Acı yahut yağlı yemek, çikolata, kahve ve alkol tüketiminin reflü oluşumunu hızlandırdığını ve şahısların yatar duruma geçtiğinde çıkan belirtileri daha kuvvetli hissettiğini belirten Genel Cerrahi Uzmanı Prof.Dr. Zafer Ferahköşe, “Hastaların birçoklarında en az haftada 1 kez reflü atağı meydana gelir. Gece uyanmalar artar, gün içinde iş kaybı meydana gelir. Reflü hastalarının yaklaşık yüzde 70’i semptomları azaltmak için ilaç kullanırken yüzde 45’inde birden fazla ilaç alımı belirtileri azaltmaz. Hastaların teşhis konulmasını kolaylaştırmak için belirtileri güzel tahlil etmesi gerekir. Oluşan yangı, ağrıyla yer değiştirirse miyokard iskemisi, pylor stenozu, safra kesesi taşı, gastrit, gastrik yahut duodenal ülser üzere kimi hastalıkları akla getirir” diye konuştu.

Tedavi edilmeyen reflünün yarattığı tehlikeler
Reflü ataklarının denetim altında tutulmaması vakitle yemek borusunun iç doku özelliğini kaybetmesine neden olabileceğini vurgulayan Prof.Dr. Ferahköşe, “Midenin iç dokusu yemek borusunun dokusu ile yer değiştirir.
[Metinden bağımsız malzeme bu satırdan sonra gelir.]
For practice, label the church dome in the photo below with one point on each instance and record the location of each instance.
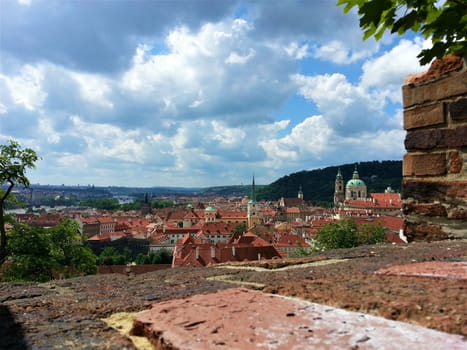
(355, 183)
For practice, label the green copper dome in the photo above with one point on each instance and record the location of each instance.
(356, 182)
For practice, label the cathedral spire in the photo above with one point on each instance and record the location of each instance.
(253, 190)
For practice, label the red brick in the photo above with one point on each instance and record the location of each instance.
(458, 110)
(424, 232)
(428, 191)
(457, 214)
(437, 90)
(438, 68)
(424, 116)
(428, 209)
(455, 162)
(424, 164)
(425, 139)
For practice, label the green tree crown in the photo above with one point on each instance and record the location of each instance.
(444, 22)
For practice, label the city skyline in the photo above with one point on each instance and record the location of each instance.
(197, 94)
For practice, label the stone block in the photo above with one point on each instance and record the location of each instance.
(427, 164)
(429, 191)
(427, 139)
(455, 162)
(458, 110)
(438, 68)
(426, 209)
(458, 214)
(445, 87)
(424, 232)
(424, 116)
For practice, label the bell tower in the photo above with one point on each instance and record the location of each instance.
(252, 207)
(339, 190)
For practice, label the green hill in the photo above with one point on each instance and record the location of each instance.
(318, 185)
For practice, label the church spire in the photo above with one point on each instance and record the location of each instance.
(355, 173)
(253, 190)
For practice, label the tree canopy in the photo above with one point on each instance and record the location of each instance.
(37, 253)
(14, 161)
(445, 23)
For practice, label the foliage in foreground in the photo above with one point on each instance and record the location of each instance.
(444, 22)
(14, 162)
(111, 256)
(37, 254)
(347, 234)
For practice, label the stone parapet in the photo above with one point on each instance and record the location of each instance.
(435, 166)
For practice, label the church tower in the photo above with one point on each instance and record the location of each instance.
(339, 191)
(252, 207)
(300, 193)
(355, 188)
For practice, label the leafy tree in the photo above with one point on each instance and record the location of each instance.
(30, 253)
(240, 228)
(111, 256)
(37, 253)
(444, 22)
(161, 203)
(371, 234)
(347, 234)
(162, 256)
(108, 256)
(340, 234)
(69, 250)
(14, 161)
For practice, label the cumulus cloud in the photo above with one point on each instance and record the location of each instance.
(196, 93)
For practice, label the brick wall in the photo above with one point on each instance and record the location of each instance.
(435, 166)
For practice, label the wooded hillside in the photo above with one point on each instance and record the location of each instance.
(318, 185)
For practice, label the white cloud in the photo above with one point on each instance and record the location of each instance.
(394, 65)
(297, 51)
(201, 97)
(26, 88)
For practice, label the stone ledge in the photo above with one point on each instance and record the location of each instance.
(244, 319)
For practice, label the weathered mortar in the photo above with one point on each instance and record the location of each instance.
(435, 166)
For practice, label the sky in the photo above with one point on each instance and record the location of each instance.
(197, 93)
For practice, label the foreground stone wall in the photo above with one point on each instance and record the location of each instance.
(435, 166)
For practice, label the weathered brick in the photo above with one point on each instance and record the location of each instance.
(457, 214)
(439, 67)
(424, 116)
(458, 110)
(424, 164)
(426, 209)
(426, 139)
(455, 162)
(423, 232)
(426, 92)
(430, 191)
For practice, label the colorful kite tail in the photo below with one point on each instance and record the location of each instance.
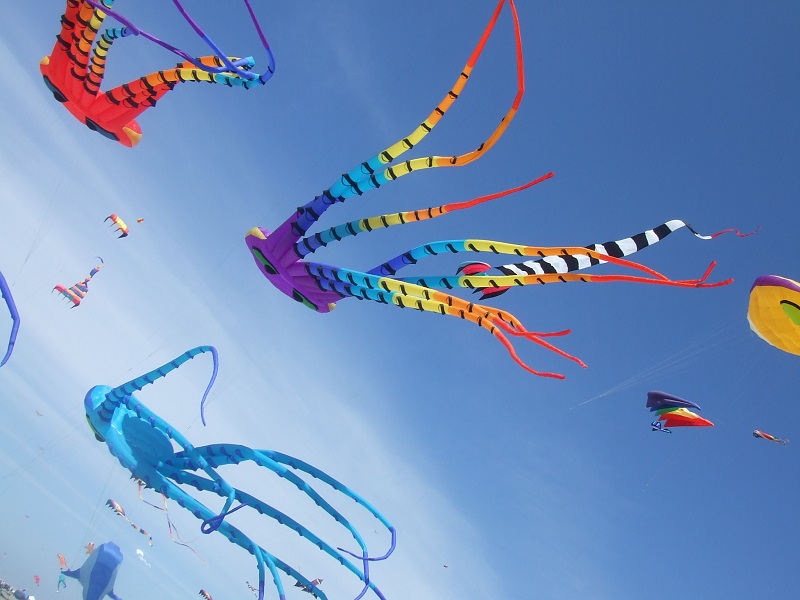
(374, 172)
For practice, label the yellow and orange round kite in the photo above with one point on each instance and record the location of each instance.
(774, 312)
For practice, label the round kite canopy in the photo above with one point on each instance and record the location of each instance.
(774, 312)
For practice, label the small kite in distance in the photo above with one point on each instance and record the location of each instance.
(771, 438)
(78, 292)
(673, 412)
(122, 227)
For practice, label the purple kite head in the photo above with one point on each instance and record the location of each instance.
(277, 261)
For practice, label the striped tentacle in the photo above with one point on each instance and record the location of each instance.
(310, 244)
(69, 21)
(373, 173)
(5, 291)
(126, 389)
(408, 295)
(85, 24)
(97, 68)
(471, 245)
(618, 249)
(264, 559)
(143, 92)
(83, 41)
(235, 67)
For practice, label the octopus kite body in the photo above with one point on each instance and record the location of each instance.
(5, 291)
(145, 445)
(74, 71)
(280, 254)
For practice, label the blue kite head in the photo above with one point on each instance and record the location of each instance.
(93, 405)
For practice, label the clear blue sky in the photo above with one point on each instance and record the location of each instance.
(680, 110)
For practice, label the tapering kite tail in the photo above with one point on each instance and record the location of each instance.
(310, 244)
(237, 67)
(5, 291)
(766, 436)
(419, 293)
(220, 454)
(374, 172)
(143, 443)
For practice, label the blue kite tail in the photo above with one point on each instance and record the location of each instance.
(126, 389)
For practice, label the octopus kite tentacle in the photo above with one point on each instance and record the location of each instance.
(310, 244)
(5, 291)
(576, 262)
(374, 172)
(220, 454)
(75, 79)
(143, 443)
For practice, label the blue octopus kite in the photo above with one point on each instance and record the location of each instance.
(5, 291)
(143, 444)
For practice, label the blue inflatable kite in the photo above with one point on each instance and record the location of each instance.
(98, 573)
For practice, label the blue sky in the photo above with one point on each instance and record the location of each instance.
(523, 486)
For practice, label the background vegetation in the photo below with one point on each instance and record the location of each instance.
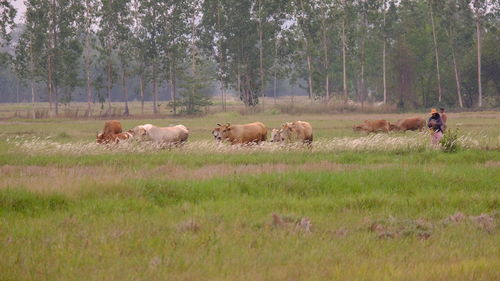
(412, 53)
(377, 207)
Bu durumda hastada yutma zahmeti oluşarak evvel katı sonrasında sıvı besin yutmayı pürüzler. Vakitle bu değişik epitel hücreleri hal ve yapı değişikliğine uğrayarak kansere dahi yol açabilir. Yeni gelişen reflüde, hastalara 12 haftaya kadar antiasit tedavisi önerilir. Bu esnada hastaların baş gövde kısımlarının yüksek ve eğimli yatmaları, mide bölgesini sıkacak dar elbise giymemeleri, yemek yedikten en az dört saat sonra uykuya geçilmesi, kahve, çikolata, alkol ve baharatlı besinlerden kaçınması gerekir” dedi.

Reflü ameliyatı nedir, ne vakit yapılır?
“Medikal tedaviye rağmen reflü şikayetleri devam eden ya da midedeki asit düzeyini azaltan proton pompa inhibitörlerini kullanamayan genç hastalarda, cerrahi tedavi devreye girer” diyen Ferahköşe, operasyon ile ilgili şu bilgileri verdi:
“Laparoskopik yahut açık reflü cerrahisi ile hastaların yaklaşık yüzde 90’ında oluşan semptom ve reflü ortadan kalkar. Ameliyatta hedef, mide ile yemek borusu ortasındaki kapağın yine oluşturulmasıdır. Ameliyat sonrası ikinci ayda hastalarda 24 saatlik asit ölçümü ile reflünün denetim altına alınıp alınmadığı test edilir. Açık ve kapalı ameliyat ortasında muvaffakiyet oranı çabucak hemen birebirdir. Laparoskopik cerrahide, ameliyat sonrası gündelik hayata dönüş daha süratli ve konforlu olur.”